プロローグ
続いて投稿。こちらも更新は『制限された世界で』が終わってからになります。
新大統領の指示で在日米軍の撤退し、それに合わせて増していく中国の軍事的圧力と売国的言動を繰り返す野党と左翼を前についに国民は激怒。2017年4月、弱小野党出身の前田敏則を首相とする極右政権が誕生した。
前田首相は在日米軍撤退と引き換えにアメリカから供与された各種軍事技術を元に自衛隊改め国防軍を強化していった。空母機動部隊、機甲師団、F-35Aといった正面装備はもちろん輸送機や輸送艦、諜報機関の整備と基地の防御力強化や後方戦力の増強も行われた。
同時に経済改革も行われた。強引だが革新的な政策は落ち込んでいた日本経済を活気づけ、増えた税収入は法改正によって莫大な報酬を得られるようになった研究者や技術者の支援と軍事費に投入された。
だが国力増強を開始してから8年後の2025年8月15日。敗戦の日であるこの日、突如外国との通信が途絶し、国内の外国人とその資産は消え失せて代わりに外国にいた日本人は資産とともに国内に戻っていた。
この事態に内閣は総辞職、第2次前田内閣が組閣された。前田内閣は警察と陸軍に厳戒態勢を敷くように、空軍と海軍には日本周辺の調査が命じられた。

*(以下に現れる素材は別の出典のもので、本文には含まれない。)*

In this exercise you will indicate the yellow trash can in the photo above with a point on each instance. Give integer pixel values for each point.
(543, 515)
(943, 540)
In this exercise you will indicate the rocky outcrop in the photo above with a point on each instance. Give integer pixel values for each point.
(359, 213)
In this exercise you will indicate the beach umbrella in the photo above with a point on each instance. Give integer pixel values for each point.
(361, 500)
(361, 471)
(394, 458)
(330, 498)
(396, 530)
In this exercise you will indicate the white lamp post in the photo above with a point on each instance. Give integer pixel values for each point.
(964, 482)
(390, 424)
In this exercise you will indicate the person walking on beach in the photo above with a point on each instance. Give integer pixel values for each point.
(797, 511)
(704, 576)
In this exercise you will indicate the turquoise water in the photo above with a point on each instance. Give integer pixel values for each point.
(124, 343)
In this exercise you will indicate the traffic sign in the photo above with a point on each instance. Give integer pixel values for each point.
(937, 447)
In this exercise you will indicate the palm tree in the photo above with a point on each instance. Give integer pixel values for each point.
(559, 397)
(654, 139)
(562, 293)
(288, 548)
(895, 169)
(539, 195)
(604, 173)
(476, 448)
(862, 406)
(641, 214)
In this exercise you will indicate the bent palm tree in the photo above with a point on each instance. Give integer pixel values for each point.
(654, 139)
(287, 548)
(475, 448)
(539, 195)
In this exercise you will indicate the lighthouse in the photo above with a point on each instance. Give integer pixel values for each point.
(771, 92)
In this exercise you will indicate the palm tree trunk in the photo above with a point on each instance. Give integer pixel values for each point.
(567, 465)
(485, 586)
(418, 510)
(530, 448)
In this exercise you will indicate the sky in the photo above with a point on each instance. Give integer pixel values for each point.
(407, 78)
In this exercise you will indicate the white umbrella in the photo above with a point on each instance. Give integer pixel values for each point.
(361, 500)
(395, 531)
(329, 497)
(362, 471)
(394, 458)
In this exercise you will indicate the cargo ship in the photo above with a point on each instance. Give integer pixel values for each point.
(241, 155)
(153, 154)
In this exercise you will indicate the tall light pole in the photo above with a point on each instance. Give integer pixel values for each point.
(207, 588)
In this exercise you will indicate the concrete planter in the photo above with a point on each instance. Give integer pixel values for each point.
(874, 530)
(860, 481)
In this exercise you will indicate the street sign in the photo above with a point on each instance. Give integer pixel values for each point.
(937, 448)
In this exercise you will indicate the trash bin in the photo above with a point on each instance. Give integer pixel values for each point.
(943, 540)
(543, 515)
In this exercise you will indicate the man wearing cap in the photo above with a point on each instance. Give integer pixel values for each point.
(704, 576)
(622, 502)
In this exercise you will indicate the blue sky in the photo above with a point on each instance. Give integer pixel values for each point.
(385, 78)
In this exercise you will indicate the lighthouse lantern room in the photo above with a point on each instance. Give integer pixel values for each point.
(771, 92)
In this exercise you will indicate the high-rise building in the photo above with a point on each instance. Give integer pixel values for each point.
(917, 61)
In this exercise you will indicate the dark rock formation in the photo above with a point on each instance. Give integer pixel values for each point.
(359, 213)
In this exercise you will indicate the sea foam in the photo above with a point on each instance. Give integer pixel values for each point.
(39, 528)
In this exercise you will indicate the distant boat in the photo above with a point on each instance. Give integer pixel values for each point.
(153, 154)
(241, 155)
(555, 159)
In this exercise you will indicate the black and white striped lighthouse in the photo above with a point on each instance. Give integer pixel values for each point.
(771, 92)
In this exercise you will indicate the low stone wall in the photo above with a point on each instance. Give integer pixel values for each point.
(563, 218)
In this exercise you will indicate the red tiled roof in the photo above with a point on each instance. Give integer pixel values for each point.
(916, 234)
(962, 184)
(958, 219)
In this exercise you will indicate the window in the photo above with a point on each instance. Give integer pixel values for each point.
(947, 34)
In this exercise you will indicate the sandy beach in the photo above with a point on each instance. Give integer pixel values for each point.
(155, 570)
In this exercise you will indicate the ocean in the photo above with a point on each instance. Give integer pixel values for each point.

海軍航空隊のP-1が調べたところ、日本の周辺の陸地は小さな島がほとんどであり、大陸は小さいものの2つほど確認された。それらの大地には製油所や工場、造船所などの近代的な建築物が確認された。さらに防衛省情報本部が行った無声傍受によって、この世界は資本主義陣営と共産主義陣営が対立している冷戦世界であり、ガロメア連邦を盟主とする第1世界とグリミア人民共和国が支配する第2世界、そして両世界に比べてあらゆる面で遅れた複数の国が群雄割拠する第3世界に分かれていることが分かった。
日本が位置する第3世界は技術大国でも第2次大戦相当の技術しか有しておらず、第1、2世界からは半ば見捨てられた地域であった。資源は豊富なのだがお互い睨み合って身動きが取れないことと厄介払いのために行っている国内の亜人の強制移住先の確保ために必要だったので両世界共に資本投下を行わず武器を流し込んで紛争を発生させている。
国内の状況と情報を知った政府は物流を支えていたGPSの早期回復、周辺領域への武力進駐を含めた干渉を決定。最も近いフィジット共和国へ艦隊を派遣した。